En continuateur de l’œuvre de ses prédécesseurs, Serigne Saliou rénova le mausolée
de leur vénéré père et réhabilita aussi bien l’intérieur que la cour de la Grande Mosquée. Il
reprit la construction de l'université islamique qu'avait entamée son frère aîné Serigne Abdoul
Ahad Mbacké et viabilisa quelques cent mille (100 000) parcelles. De même, il élargit le
réseau électrique et s’attela à l’assainissement de la ville…
« Borôm Goth ak Mbour » était aimé de tous, idolâtré par les mourides, respecté,
même des non musulmans ; tellement il était modeste, humble, généreux, bref imbu des belles
qualités (makârimal akhlâq) qui sont l’apanage des prophètes et autres hommes de Dieu ;
celles-là que le Prophète (PSL) était venu parfaire et dont Serigne Touba parle dans
« Matlabuch-chifâ i » : « Fais-nous (oh mon Dieu) don des belles qualités ». La
commisération de Serigne Saliou pour la race humaine et surtout pour sa frange la plus fragile
et pourtant porteuse d’espoir ; à savoir les jeunes, sa piété et son ascétisme forçaient
l’admiration.
Jusque dans sa méthode d’éducation, il privilégiait la douceur, l’amabilité et la
tendresse ; et faisait souvent usage, au delà de sa propre personne qui servait largement
d’exemple, de signes efficaces (ichâra) ; allusions éducatives. Ceci rappelle bien ceux-là dont
le Grand Cheikh parle dans « Huqqal bukâ u », « qui élèvent leurs disciples, tout le temps, par
un seul état, (ou) qui éduquent et élèvent par des signes (efficaces) ».
Hélas ! Toute vie ayant une fin, celle de Serigne Saliou arriva à terme le vendredi 28
décembre 2007 (17 Dhul Hijja 1429) ; pendant qu’à la Mecque les pèlerins accomplissaient
encore leurs rites. Là-bas, « sur les lieux où l’Ange Gabriel transmettait la Révélation au
Prophète Muhammad (PSL) », plusieurs kâmil (Sainte Vulgate) furent lus en son honneur.
Devenu khalife un jour de vendredi, il trépassa un vendredi. Son khalifat dura dix-sept
ans (nombre de « rak’a » des cinq prières canoniques).

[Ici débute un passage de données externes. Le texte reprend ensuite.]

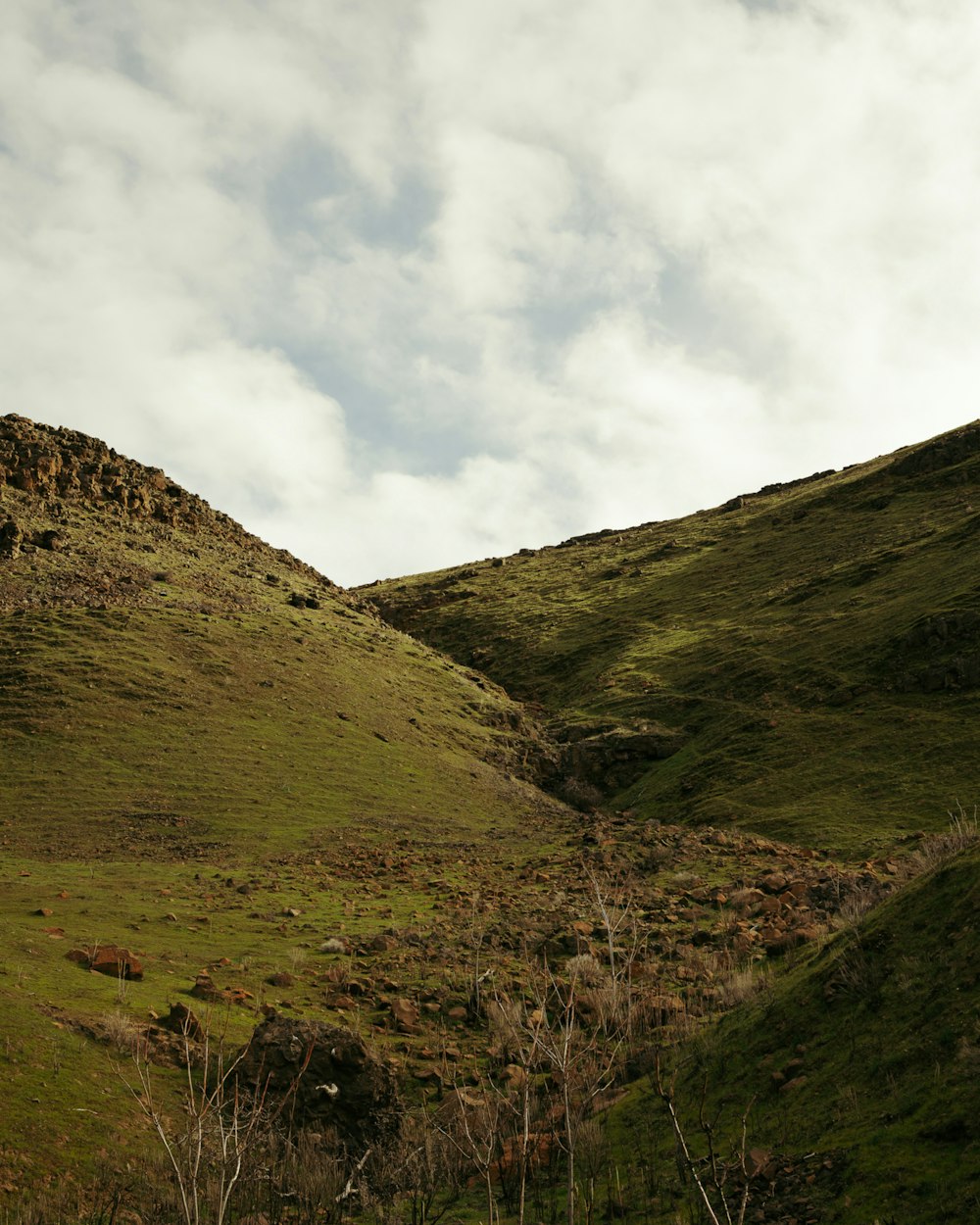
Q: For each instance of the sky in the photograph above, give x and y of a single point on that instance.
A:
(407, 283)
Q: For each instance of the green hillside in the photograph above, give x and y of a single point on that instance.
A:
(803, 661)
(211, 760)
(243, 790)
(858, 1068)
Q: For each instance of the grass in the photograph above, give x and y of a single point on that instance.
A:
(881, 1020)
(217, 778)
(812, 650)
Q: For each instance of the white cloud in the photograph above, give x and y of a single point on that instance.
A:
(401, 288)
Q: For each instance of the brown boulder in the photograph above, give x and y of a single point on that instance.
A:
(118, 963)
(326, 1078)
(406, 1015)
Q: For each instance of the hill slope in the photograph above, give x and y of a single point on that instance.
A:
(803, 661)
(211, 760)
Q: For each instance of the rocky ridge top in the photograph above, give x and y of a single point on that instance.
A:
(64, 491)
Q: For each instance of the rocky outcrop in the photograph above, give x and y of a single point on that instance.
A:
(333, 1081)
(58, 468)
(945, 452)
(613, 759)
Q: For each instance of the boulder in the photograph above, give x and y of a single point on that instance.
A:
(324, 1077)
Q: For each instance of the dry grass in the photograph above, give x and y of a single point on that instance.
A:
(935, 849)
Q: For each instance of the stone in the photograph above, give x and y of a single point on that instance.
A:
(324, 1078)
(406, 1014)
(118, 963)
(181, 1020)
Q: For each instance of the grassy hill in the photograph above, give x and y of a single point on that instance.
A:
(803, 661)
(244, 779)
(858, 1068)
(211, 760)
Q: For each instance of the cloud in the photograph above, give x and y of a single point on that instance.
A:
(401, 288)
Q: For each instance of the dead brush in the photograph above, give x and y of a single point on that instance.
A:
(122, 1032)
(736, 981)
(935, 849)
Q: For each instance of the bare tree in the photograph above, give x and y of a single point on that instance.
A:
(710, 1174)
(224, 1123)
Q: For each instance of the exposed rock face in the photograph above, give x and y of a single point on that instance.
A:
(10, 539)
(615, 759)
(60, 466)
(338, 1083)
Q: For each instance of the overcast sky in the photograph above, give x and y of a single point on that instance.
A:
(405, 283)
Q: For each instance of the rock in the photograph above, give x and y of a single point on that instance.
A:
(406, 1014)
(326, 1078)
(10, 539)
(118, 963)
(205, 988)
(52, 539)
(181, 1020)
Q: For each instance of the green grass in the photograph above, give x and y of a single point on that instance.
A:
(882, 1020)
(779, 641)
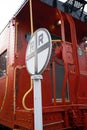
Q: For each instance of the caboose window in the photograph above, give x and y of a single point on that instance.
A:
(3, 58)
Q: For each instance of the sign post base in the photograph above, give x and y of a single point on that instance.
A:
(38, 123)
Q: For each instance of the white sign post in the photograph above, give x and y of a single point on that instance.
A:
(37, 57)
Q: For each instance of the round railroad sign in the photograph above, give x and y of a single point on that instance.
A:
(38, 51)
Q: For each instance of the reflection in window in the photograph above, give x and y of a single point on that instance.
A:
(3, 57)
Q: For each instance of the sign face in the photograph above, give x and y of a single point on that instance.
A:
(38, 51)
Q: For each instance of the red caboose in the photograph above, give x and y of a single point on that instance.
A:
(64, 93)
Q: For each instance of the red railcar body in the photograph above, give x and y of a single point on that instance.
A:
(64, 84)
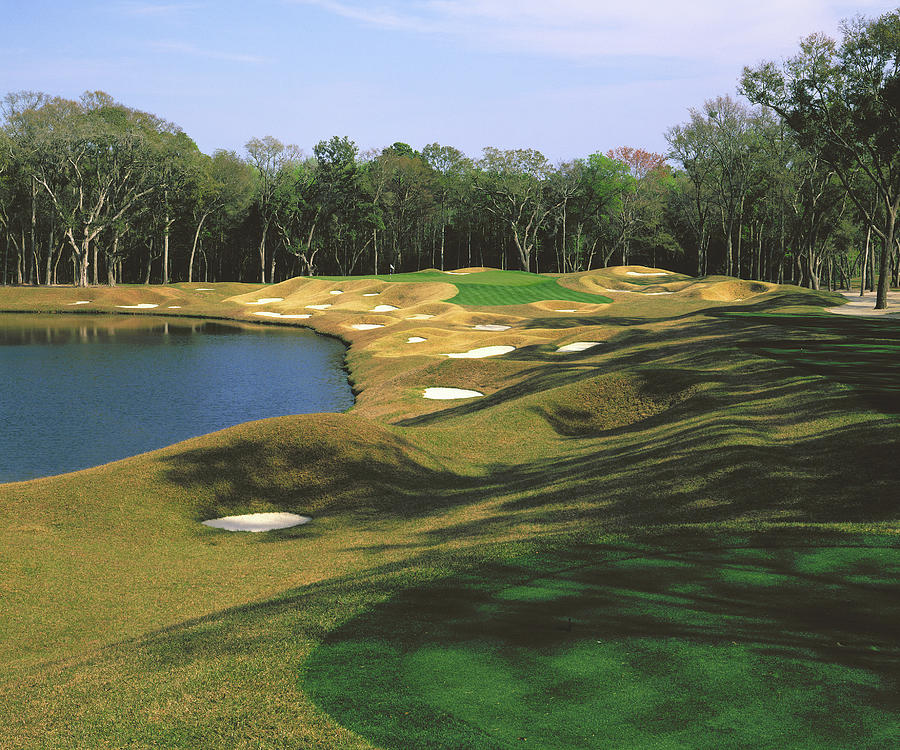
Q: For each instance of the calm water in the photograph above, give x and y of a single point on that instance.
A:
(78, 391)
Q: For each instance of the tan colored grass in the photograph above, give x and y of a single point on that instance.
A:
(122, 614)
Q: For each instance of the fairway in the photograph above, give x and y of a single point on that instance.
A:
(492, 287)
(665, 521)
(624, 646)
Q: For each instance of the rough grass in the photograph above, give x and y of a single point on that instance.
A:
(708, 495)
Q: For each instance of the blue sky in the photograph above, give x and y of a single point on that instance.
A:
(568, 77)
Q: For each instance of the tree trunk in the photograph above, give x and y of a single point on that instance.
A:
(166, 227)
(194, 247)
(262, 254)
(111, 260)
(865, 264)
(888, 251)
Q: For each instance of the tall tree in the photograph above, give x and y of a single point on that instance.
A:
(844, 104)
(513, 183)
(268, 156)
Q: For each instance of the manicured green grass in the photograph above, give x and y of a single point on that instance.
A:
(487, 288)
(861, 353)
(630, 647)
(683, 537)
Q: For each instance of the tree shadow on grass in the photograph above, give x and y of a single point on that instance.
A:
(745, 646)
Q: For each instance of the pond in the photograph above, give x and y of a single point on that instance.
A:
(78, 391)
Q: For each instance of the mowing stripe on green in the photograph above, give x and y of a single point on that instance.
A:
(488, 288)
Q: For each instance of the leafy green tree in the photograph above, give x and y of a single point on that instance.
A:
(513, 183)
(844, 104)
(268, 156)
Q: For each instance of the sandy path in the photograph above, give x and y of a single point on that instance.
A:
(864, 307)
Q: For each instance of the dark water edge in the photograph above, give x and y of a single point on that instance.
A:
(82, 390)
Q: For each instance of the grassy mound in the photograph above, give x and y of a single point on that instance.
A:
(627, 647)
(685, 536)
(615, 400)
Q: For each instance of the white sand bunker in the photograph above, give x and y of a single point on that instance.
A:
(578, 346)
(266, 314)
(445, 394)
(482, 351)
(258, 522)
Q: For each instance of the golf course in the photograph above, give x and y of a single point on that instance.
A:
(619, 508)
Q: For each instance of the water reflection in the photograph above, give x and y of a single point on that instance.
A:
(78, 391)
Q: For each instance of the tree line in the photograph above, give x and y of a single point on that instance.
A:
(802, 184)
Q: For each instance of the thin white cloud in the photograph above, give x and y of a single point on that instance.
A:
(192, 50)
(735, 32)
(146, 9)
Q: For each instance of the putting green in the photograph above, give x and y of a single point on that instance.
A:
(621, 647)
(491, 288)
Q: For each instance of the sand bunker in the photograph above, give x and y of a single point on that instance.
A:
(444, 394)
(286, 316)
(258, 522)
(865, 306)
(578, 346)
(482, 351)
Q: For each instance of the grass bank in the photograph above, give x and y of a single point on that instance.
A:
(684, 535)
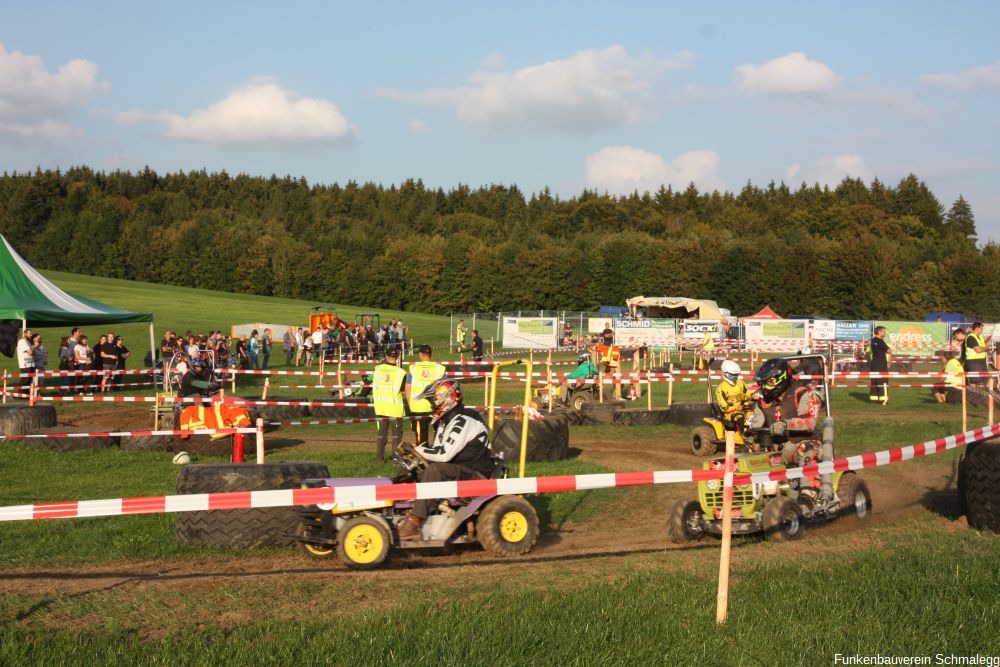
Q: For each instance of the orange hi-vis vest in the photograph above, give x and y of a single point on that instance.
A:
(219, 415)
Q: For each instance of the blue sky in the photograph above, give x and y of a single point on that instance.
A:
(567, 95)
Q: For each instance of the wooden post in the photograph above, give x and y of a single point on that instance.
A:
(722, 600)
(649, 391)
(965, 411)
(260, 440)
(989, 388)
(340, 378)
(670, 387)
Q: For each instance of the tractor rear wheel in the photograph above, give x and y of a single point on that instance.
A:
(364, 543)
(782, 520)
(703, 441)
(855, 499)
(684, 523)
(508, 526)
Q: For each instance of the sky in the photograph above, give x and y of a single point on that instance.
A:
(567, 95)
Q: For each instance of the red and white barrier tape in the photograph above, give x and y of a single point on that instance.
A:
(372, 494)
(125, 434)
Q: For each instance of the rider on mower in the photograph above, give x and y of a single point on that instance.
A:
(459, 451)
(733, 397)
(789, 407)
(584, 370)
(197, 381)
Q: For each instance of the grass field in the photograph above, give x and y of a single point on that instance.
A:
(603, 587)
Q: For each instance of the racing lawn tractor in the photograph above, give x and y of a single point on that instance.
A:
(362, 536)
(780, 509)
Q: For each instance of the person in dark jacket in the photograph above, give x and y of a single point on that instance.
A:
(460, 449)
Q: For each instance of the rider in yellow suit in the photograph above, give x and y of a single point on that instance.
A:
(733, 396)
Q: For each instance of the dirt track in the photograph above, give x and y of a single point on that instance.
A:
(631, 535)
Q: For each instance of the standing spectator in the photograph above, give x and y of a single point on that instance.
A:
(288, 344)
(317, 341)
(121, 353)
(265, 346)
(25, 362)
(477, 346)
(299, 340)
(976, 352)
(879, 358)
(38, 354)
(81, 357)
(107, 359)
(253, 350)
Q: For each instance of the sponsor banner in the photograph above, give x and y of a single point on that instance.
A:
(698, 328)
(649, 332)
(927, 336)
(841, 330)
(776, 334)
(530, 332)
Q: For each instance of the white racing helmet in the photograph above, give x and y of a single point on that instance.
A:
(731, 371)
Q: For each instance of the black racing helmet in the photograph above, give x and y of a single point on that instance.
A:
(773, 377)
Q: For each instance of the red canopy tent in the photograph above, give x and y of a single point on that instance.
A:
(765, 314)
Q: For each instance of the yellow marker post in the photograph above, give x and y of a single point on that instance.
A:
(722, 599)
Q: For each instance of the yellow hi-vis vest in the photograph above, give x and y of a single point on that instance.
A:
(422, 374)
(970, 352)
(955, 373)
(387, 391)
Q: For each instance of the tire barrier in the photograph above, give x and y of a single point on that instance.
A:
(258, 527)
(208, 501)
(22, 419)
(548, 439)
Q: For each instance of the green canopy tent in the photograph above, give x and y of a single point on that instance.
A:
(28, 296)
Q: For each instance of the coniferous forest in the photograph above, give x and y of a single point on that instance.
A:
(858, 250)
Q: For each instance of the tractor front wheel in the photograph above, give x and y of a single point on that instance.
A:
(685, 522)
(783, 520)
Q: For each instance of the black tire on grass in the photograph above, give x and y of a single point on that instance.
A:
(641, 416)
(548, 439)
(982, 487)
(278, 413)
(23, 419)
(69, 444)
(855, 499)
(271, 526)
(689, 414)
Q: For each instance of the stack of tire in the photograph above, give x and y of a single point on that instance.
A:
(548, 439)
(979, 486)
(270, 526)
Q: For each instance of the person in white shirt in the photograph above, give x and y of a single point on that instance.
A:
(25, 362)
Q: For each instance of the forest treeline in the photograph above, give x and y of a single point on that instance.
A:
(859, 250)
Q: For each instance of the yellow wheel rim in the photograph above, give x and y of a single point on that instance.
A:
(513, 526)
(363, 544)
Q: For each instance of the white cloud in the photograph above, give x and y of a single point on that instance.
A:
(624, 169)
(34, 101)
(830, 170)
(589, 90)
(983, 77)
(791, 74)
(259, 112)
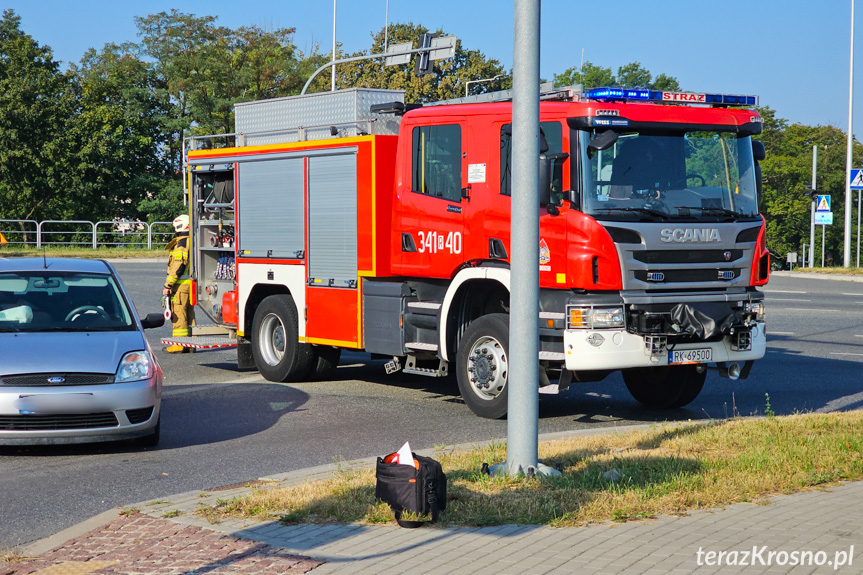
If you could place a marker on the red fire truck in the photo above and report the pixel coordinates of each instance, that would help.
(350, 220)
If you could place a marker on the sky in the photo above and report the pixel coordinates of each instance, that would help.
(793, 54)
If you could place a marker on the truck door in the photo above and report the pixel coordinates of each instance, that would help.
(428, 211)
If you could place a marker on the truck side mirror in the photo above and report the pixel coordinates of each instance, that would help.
(550, 172)
(602, 142)
(758, 154)
(758, 151)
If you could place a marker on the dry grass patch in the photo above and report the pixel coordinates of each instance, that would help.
(664, 470)
(12, 555)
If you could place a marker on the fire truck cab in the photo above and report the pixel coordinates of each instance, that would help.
(390, 233)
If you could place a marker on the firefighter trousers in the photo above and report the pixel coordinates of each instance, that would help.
(182, 314)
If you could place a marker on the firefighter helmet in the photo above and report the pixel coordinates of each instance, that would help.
(181, 223)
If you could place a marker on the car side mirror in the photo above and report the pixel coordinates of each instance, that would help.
(153, 320)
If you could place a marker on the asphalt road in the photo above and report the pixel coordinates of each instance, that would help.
(221, 426)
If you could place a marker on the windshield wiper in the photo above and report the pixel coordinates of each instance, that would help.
(714, 209)
(646, 211)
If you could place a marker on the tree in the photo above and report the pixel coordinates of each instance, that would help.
(37, 101)
(117, 133)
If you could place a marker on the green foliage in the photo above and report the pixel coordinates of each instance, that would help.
(37, 102)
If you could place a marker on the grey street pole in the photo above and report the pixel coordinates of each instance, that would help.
(333, 81)
(812, 212)
(523, 403)
(848, 158)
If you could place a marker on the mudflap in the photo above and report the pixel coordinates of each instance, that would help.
(245, 359)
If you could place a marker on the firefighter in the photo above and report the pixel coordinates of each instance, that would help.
(177, 283)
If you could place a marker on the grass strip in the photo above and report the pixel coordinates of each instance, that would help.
(7, 251)
(667, 470)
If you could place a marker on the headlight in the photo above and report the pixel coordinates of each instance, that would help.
(134, 366)
(595, 317)
(756, 308)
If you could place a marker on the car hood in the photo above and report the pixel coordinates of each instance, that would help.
(82, 352)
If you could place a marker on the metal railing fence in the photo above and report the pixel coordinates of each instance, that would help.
(84, 233)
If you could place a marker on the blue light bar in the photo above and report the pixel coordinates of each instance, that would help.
(610, 94)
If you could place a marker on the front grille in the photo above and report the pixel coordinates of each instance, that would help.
(57, 422)
(687, 256)
(687, 276)
(41, 379)
(139, 415)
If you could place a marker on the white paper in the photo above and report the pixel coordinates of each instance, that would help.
(405, 457)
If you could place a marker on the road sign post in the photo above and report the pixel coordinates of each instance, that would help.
(856, 179)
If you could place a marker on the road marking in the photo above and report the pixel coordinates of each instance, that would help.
(840, 403)
(804, 309)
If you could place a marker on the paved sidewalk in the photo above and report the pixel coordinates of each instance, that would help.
(812, 532)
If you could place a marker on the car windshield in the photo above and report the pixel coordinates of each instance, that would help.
(52, 301)
(696, 176)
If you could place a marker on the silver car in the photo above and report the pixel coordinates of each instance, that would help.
(74, 363)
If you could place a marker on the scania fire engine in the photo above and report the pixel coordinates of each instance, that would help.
(351, 220)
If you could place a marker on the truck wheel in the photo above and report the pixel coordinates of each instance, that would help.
(279, 355)
(325, 361)
(483, 366)
(664, 386)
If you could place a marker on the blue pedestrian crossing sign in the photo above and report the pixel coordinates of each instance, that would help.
(823, 204)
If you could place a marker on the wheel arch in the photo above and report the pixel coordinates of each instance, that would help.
(258, 294)
(473, 292)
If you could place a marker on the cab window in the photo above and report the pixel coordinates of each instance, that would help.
(437, 161)
(552, 134)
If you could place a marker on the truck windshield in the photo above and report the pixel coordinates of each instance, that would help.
(669, 176)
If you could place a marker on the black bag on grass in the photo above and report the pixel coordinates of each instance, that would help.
(420, 488)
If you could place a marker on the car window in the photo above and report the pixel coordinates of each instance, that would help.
(51, 301)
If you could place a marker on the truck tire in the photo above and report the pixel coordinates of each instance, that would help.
(278, 353)
(483, 366)
(664, 386)
(325, 362)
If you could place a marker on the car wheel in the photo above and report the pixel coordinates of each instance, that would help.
(483, 367)
(664, 386)
(278, 353)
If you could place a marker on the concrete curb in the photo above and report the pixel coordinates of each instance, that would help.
(301, 476)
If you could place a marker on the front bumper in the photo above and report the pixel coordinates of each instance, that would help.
(620, 349)
(101, 412)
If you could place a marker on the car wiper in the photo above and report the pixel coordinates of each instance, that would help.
(714, 209)
(647, 211)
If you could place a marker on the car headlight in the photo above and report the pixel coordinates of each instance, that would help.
(756, 308)
(134, 366)
(583, 317)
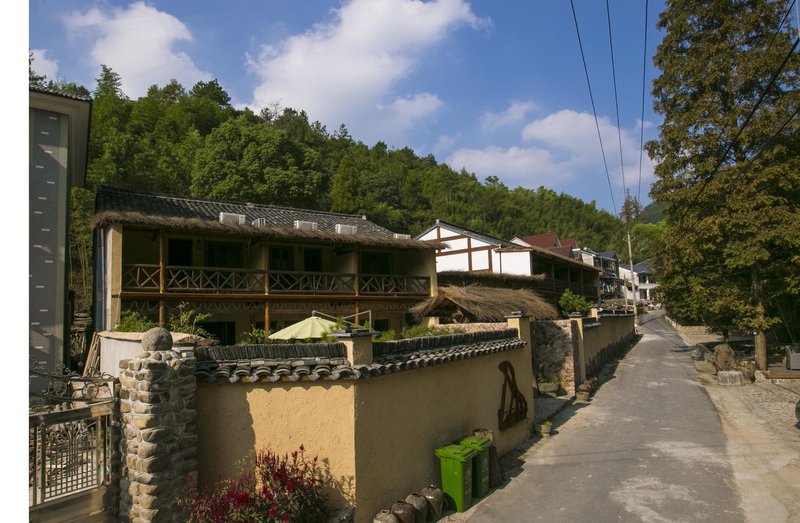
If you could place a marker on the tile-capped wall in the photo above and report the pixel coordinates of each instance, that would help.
(159, 437)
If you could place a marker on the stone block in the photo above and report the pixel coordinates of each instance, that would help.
(730, 377)
(151, 386)
(186, 416)
(146, 421)
(155, 366)
(150, 408)
(155, 434)
(154, 464)
(148, 502)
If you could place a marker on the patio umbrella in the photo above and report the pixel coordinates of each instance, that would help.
(313, 327)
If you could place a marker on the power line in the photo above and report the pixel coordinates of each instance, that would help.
(616, 101)
(594, 111)
(641, 121)
(724, 155)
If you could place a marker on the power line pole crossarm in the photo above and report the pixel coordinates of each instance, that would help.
(633, 283)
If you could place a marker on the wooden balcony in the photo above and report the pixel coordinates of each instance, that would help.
(214, 280)
(298, 282)
(559, 286)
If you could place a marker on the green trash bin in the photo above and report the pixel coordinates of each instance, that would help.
(480, 464)
(456, 465)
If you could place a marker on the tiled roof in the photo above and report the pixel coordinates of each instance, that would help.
(111, 199)
(546, 240)
(224, 363)
(491, 240)
(45, 90)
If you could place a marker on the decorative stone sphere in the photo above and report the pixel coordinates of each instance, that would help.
(157, 339)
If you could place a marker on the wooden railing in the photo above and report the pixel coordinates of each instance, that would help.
(311, 282)
(392, 284)
(204, 279)
(146, 277)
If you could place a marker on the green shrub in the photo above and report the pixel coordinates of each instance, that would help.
(187, 321)
(388, 335)
(256, 337)
(282, 488)
(570, 303)
(133, 321)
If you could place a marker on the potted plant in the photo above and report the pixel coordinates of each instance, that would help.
(547, 385)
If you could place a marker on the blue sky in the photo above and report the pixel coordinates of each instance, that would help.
(497, 88)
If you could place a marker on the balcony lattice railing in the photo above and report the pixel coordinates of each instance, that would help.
(146, 277)
(204, 279)
(391, 284)
(311, 282)
(68, 451)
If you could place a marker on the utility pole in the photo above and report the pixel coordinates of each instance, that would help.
(633, 282)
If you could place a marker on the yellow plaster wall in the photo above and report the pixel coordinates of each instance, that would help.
(611, 330)
(236, 419)
(401, 418)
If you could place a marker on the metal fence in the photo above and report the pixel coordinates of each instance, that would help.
(69, 451)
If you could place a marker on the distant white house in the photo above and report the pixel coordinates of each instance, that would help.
(473, 252)
(643, 277)
(57, 152)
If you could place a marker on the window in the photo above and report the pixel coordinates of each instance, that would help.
(312, 260)
(224, 331)
(376, 263)
(179, 252)
(281, 258)
(224, 254)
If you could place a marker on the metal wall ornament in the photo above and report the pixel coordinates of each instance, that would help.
(515, 409)
(65, 385)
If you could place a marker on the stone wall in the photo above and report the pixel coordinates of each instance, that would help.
(159, 441)
(553, 351)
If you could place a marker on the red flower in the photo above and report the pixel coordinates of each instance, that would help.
(241, 499)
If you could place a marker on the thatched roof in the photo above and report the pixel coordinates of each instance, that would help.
(476, 303)
(199, 225)
(489, 279)
(175, 213)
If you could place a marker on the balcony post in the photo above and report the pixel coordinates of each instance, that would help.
(266, 271)
(162, 270)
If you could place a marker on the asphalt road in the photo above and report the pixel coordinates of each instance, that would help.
(648, 447)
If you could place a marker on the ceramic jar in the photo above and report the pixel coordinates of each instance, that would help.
(420, 504)
(435, 499)
(384, 516)
(404, 511)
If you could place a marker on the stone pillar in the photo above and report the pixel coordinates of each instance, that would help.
(358, 343)
(159, 439)
(576, 321)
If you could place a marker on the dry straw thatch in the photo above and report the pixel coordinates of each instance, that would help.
(475, 303)
(197, 225)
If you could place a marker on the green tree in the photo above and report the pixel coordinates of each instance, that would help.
(255, 162)
(732, 217)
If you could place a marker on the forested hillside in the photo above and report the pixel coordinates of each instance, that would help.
(194, 143)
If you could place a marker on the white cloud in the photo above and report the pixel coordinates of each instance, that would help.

Serigne Saliou « retourna » à son Seigneur, qu’il avait toujours servi et à qui il
renvoyait toujours, à l’âge de quatre-vingt douze ans (valeur numérique du nom de
Muhammad). Au demeurant, la valeur numérique de son propre nom (çâlih) renvoie au
nombre des « Plus Beaux Noms » (Asmâ ul husnâ) de Dieu !
Avec Serigne Saliou s’achève le cycle des fils-khalifes. Un autre s’ouvre avec
l’avènement de Serigne Mouhamadou Lamine Bara (2007 - 2010), fils du second khalife ; à
qui a succédé Serigne Sidy Moukhtar, fils de l’homonyme du prédécesseur.
Que Dieu soit satisfait des premiers, accorde longue vie et santé de fer à l’actuel
khalife et nous gratifie de leur agrément, amen !
Conférence prononcée le samedi 24 décembre 2011 à Diamaguene-Dakar, à l’occasion d’une journée annuelle de grâces, thiant ;
en l’honneur de Serigne Saliou Mbacké.